Study on Entitlements of Tribals and Forest Rights Status in Jharkhand
DBSS Chotanagpur along with Adivasi Samanvay Samiti, Saranda and Jangal Bachao Andolan (Save Forest Movement) had been working tirelessly with Adivasi/ Tribal communities for the past three to four decades. At present the focus is on Forest and Land rights issues.
Forest Rights Act (FRA) came into existence in 2006 as a response of Indian Government to the growing Adivasi’s struggles. The act was launched with an intention to rectify the historical injustice brought on the indigenous communities of India.
“Forest Rights Act, 2006 is an act to recognize and vest the forest rights and occupations in forest land in forest dwelling Scheduled Tribes and other traditional forest dwellers who have been residing in such forests for generations. It secures individual or community tenure or both to these traditional forest dwellers for habitation or self – cultivation for livelihood. Community rights, such as nistar…….(Continues).
- Right of ownership, access to collect, use, and dispose of minor forest produce (includes all non-timber forest produce of plant origin) which has been traditionally collected within or outside village boundaries;
- Other community rights of uses of entitlements such as fish and other products of water bodies, grazing (both settled or transhumant) and traditional seasonal resource access of nomadic or pastoralist communities;
- Right to protect, regenerate or conserve or manage any community forest resource which they have been traditionally protecting and conserving for sustainable use.
Ownership – to land that is being framed by tribals or forest dwellers as on 13 December 2005, subject to a maximum of 4 hectares; ownership is only for land that is actually being cultivated by the concerned family as on that date.
FRA also allows for the following facilities managed by the government which involve namely: schools, dispensary, anganwadi, fair price shops., etc”

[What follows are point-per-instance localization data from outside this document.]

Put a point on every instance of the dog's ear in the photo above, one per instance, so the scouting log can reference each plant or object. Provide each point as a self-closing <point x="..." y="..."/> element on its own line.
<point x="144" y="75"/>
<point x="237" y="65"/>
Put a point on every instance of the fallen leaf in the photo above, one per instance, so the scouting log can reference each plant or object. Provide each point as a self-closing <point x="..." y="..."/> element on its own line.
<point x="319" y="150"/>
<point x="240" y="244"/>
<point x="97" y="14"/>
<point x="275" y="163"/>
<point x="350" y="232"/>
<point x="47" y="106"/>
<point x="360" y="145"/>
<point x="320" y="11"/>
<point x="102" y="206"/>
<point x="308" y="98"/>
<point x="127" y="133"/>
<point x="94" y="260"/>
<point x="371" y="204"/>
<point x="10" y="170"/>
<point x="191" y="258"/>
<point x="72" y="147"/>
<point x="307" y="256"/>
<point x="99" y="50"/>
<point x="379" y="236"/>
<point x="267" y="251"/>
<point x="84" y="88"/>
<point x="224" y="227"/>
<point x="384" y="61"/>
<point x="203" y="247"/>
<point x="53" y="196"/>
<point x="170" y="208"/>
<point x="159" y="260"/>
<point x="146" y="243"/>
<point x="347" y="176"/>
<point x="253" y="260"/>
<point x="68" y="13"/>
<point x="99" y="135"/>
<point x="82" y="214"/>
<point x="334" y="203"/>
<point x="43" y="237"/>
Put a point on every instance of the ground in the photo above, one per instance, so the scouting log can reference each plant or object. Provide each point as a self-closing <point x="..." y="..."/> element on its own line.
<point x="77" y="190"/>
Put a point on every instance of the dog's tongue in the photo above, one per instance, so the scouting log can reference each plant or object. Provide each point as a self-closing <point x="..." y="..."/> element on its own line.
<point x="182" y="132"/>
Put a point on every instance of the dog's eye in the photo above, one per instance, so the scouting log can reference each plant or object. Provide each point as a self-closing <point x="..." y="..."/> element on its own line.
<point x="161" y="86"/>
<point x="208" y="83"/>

Extracts from The Gazette of India,
The Scheduled Tribes and Other Traditional Forest Dwellers
(Recognition of Forest Rights) Act, 2006
DBSS Chotangapur during the course of its intervention with the tribal communities in facilitating the implementation of FRA, observed that only a handful of tribal villages in Jharkhand have been benefited from FRA, while thousands of villages have still been deprived. Several petitions are filed; various presentations and meetings are organized to facilitate community rights/ entitlements to the villagers and as a result villagers receive only a small amount of land which is very low against their entitlement.

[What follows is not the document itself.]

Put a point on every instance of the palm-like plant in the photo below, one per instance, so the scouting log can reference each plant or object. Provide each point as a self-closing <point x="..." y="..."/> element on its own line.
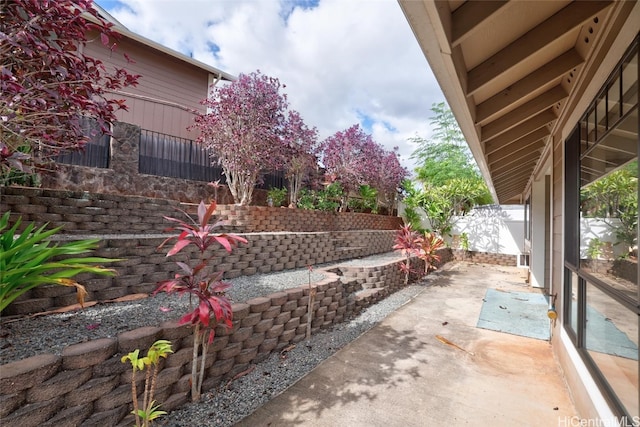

CNI SBSS along with DBSS Chotanagpur facilitated a study on the benefits received by the tribal communities under FRA. Mr. Gladson Dungdung conducted a study with the objectives to do the reality check of FRA in realizing the individual rights and community rights; to engage effectively with the State government for better enforcement of the FRA 2006. On 15th March 2016, a one day consultation- ‘Chintan’ was organized where Mr. Dungdung shared the primary finding of the study. The consultation gave space for in-depth discussion regarding the issue and further course of action was planned.
The study, in the form of a book called ‘Adivasi and Vanadhikar’ was published by Prithvi Publishers, New Delhi. During the book launch, participants from different districts shared their experiences on the issue of forest rights. The book contains description of Tribals and forests; Socio-Economic conditions of tribals; Historical background of forest rights; correlation of Tribals, forests and the Constitution, Correlation of forests, Industrial development and the environment; Injustice and atrocities on tribals and counter movements, FRA status of Jharkhand, Case Stories and Study data etc. The author, Mr. Gladson Dungdung while presenting the finding of the study, shared that “It appears as if the state Government is deliberately failing the Act due to the mining interest. If the Act is enforced, the mining activities and mega steel projects will face crisis in land acquisition and mining lease clearances, the Government, therefore, doesn’t want to enforce the Act properly.”
The tribal communities are mobilized under the banner of Adivasi Samanvay Samiti (ASS) on this issue. The ASS is now in discussion with Jharkhand government to allocate land as per the provision of the FRA 2006. On 10th November 2016 the villagers from different blocks of Jharkhand have planned to return the pattas that they have received for lesser land against their entitlement to the Governor of Jharkhand. Tribal MPs and MLAs have also assured that they would take up the issue in the coming assembly session.